Urinarios
La ciudad, como opuesta al desierto —recordemos que las primeras urbes nacieron en Irak, Mesopotamia—, pues la verdad es que no está mal. Ofrece sus comodidades, sobre todo la de cubrir la mayoría de las necesidades básicas sin tener que estar buscando todo el santo día oasis con agua y sombra. O, en latitudes como la nuestra, bares con caldo y estufa. Aunque, sobre aquellas ciudades primordiales, también hubo sus dudas y fue necesaria la publicidad: según nos refiere la primera mitología sumeria de la época, a Enkidu, el hombre salvaje, tuvo que convencerle la mujer para que se instalara en Uruk. Esa ruralidad, toda la vida resistente al cambio, casi siempre con razones que solo el corazón entiende… Pero a lo que iba es a esa «mayoría» de las necesidades básicas, porque en las modernas ciudades lo que suele brillar por su ausencia es el soporte básico, llegados a cierto nivel de civismo, para las comodidades aparejadas al oasis: los urinarios.
En una sociedad que recoge las heces de sus mascotas y riega con agua embotellada los lugares de sus deposiciones, resulta asombrosa la escasez de «puntos limpios» para los humanos. Se supone que, como ya no somos de hacerlo allí donde nos apetece, todos somos capaces de controlar nuestras vejigas hasta llegar a un puerto franco. Y, sin embargo, están al cabo de la calle rincones y huecos de garajes donde un acre aroma delata los rastros del delito. Generalmente menor, pero de todo hay por esas calles cada vez menos iluminadas y por lo tanto propicias para el alivio urgente de todo tipo de apretón, sobre todo durante los findes de vino y ave. Algo de arquitectura efímera con agua corriente no vendría mal del todo en ciertos puntos estratégicos para las avenidas de turistas trasnochadores poco acostumbrados a las comidas cargadas de pimentón y cualquier tipo de vejigas flojas, que ninguno estamos libres, llegado el caso, de caer presos de un mal de tripas.
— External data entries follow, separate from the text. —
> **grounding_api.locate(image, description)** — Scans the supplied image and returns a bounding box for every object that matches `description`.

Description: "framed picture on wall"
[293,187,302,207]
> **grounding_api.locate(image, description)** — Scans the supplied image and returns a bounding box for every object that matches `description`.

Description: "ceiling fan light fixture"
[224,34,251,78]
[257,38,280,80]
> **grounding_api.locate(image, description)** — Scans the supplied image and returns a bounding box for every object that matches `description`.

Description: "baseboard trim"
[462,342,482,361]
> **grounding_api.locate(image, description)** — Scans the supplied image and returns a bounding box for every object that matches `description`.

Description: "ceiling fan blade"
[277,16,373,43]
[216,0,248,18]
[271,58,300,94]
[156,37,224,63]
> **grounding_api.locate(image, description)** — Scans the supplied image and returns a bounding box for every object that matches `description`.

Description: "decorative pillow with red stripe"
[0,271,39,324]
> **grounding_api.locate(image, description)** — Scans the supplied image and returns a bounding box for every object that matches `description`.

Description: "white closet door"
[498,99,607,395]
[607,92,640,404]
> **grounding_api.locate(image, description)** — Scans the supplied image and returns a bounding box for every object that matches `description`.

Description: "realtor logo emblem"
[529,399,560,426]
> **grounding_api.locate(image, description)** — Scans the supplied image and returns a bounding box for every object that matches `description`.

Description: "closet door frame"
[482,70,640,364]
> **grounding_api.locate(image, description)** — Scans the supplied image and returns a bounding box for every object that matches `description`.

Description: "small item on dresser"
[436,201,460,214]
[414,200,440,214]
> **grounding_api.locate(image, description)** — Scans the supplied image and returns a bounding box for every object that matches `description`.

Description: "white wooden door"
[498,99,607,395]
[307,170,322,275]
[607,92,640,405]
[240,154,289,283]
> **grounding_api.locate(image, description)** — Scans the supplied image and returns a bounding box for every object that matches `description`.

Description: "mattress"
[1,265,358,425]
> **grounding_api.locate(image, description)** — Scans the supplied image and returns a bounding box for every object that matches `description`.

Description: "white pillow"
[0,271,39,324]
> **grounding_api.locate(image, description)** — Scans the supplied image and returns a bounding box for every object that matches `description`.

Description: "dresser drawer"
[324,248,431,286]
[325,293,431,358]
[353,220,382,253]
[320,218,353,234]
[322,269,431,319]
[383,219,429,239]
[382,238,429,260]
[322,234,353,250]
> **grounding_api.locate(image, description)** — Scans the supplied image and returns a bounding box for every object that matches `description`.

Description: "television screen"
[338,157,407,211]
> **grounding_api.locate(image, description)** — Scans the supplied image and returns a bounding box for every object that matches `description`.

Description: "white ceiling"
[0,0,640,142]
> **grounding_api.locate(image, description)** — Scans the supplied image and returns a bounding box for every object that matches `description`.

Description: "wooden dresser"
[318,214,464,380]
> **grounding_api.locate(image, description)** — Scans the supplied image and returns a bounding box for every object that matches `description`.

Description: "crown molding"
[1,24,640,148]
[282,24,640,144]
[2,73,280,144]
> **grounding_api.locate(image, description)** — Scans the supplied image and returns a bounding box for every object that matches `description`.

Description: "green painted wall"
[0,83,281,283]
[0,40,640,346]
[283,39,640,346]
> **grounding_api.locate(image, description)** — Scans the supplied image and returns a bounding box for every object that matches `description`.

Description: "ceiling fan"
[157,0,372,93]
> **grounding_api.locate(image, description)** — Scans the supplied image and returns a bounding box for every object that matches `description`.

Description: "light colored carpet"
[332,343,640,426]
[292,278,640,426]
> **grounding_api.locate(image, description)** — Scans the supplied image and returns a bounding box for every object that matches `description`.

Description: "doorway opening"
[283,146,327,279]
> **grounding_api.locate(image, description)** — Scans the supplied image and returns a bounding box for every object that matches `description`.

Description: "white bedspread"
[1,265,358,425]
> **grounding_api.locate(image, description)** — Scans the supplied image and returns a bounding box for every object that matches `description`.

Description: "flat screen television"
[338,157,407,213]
En esa plaza de San Marcelo para la que ahora hay planes de remodelación, la mayoría de la gente ha alzado sus voces por la conservación de los árboles y la fuente, y uno abogaría además porque se contemplase el recuerdo de otros tiempos, cuando ahí estaba la popularmente conocida como «Mezquita de Benimea», un salón de pises, bautizada en tiempos en que se era menos respetuoso con las religiones de cuchillo y fatwa en ristre.